Wednesday, February 26, 2014

Russia is not the USA. What is the profession missing?

By ANNA KORDUNSKY
Published: November 9, 2012 

MOSCOW — The motive behind the 2006 murder (click here) of Anna Politkovskaya, a veteran reporter who was an unstinting critic of the Kremlin and its policies in Chechnya, was to instill fear in the country’s journalists, a top criminal investigator said in an interview published Friday. It was a bleak assessment of a case that remains unsolved six years after Ms. Politkovskaya was shot at point-blank range as she arrived home from grocery shopping.... 

How much of the world can actually emulate democracy? Right now. Today. In 2014. What is possible and how much is hatred of authoritarian government breeding criminal elements? 

But, more than that. How much of the hatred feeds the USA military industrial complex? What would the USA do, if Russia were to immediately become a USA state, with Chechnya? Would simply changing the flag change the reality on the ground? If all surveillance of these regions of the world immediately ended would the danger to civilization end as well?

Freedom of the press has over extended itself in their thirst for political controversy, ie: 2012 Olympic plane flights, endangering millions of people in the face of ambition. 

There is a point in which the press imposes the demand for change by the people it serves whereby danger is more the outcome than benevolent change. Why isn't that realized? Why is it okay to push past the 'words' of peaceful change rather than radicalization?  

Oh, I forgot, it isn't journalism's responsibility to discern inappropriate reporting. Really? Then why are whistleblowers necessary and acting on their own radicalized against their government? How much of Wall Street is published everyday to expand profits? How much of that is adhered to for political ambitions? Then how much actually causes wars, ie: Iraq? 

When the people of Russia observe the USA, it sees wealth. It doesn't see the impoverishment of the Middle Class and the destruction of unions that impact the Middle Class. When the wealthy become bored they want power and turn to politics for their personal ambitions. One might note that isn't the reason for President Obama.
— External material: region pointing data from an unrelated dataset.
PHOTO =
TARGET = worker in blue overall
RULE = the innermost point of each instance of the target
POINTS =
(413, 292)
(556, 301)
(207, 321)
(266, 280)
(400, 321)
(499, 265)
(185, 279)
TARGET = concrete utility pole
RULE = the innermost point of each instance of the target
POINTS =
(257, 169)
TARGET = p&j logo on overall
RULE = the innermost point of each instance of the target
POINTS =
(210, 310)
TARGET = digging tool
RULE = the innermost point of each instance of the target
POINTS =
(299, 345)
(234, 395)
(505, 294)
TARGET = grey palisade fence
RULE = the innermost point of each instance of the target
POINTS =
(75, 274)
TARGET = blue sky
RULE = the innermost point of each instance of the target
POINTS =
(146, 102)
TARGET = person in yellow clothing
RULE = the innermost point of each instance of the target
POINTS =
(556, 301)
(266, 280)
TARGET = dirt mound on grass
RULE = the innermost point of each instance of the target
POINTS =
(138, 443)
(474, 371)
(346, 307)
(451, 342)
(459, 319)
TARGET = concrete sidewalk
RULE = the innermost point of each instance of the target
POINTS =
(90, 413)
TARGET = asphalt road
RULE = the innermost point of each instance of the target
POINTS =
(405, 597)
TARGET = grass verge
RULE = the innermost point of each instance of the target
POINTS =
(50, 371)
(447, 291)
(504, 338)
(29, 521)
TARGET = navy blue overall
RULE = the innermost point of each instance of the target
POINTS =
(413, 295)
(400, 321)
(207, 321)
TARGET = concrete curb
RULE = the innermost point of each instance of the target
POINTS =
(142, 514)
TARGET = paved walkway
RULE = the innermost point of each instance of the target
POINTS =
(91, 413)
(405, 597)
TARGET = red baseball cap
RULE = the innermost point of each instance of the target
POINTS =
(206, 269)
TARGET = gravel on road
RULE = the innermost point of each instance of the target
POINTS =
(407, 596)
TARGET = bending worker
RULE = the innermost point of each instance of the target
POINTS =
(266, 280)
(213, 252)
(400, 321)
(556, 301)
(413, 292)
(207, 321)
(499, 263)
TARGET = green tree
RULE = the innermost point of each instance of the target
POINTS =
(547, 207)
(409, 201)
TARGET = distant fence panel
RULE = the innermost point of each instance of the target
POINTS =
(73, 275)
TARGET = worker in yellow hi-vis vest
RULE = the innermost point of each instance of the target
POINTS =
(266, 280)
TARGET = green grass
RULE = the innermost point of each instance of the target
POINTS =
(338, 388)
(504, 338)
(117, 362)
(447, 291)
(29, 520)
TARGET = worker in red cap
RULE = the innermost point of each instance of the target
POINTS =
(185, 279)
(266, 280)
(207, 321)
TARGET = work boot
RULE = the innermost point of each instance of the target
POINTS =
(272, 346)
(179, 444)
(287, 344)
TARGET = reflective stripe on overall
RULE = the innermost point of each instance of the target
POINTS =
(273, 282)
He hadn't practiced long enough in his profession to be filthy rich and bored.  

If a semi-democratic candidate won in Russia, what exactly would it look like, because the most recent challenger, after the election was over, stated, "He would never be able to naviagate the Russia bureaucracy."  So, what exactly would a 'semi-democratic' Russia look like? Wall Street? Would that stop the violence? If the impoverished of Russia were exposed to Wall Street demands as exists in the USA today, does anyone actually believe there would be less violence in Chechnya? I seriously don't think so.

So, what is the profession doing to push change without radicalizing the people that make headlines and end up dead within that paradigm?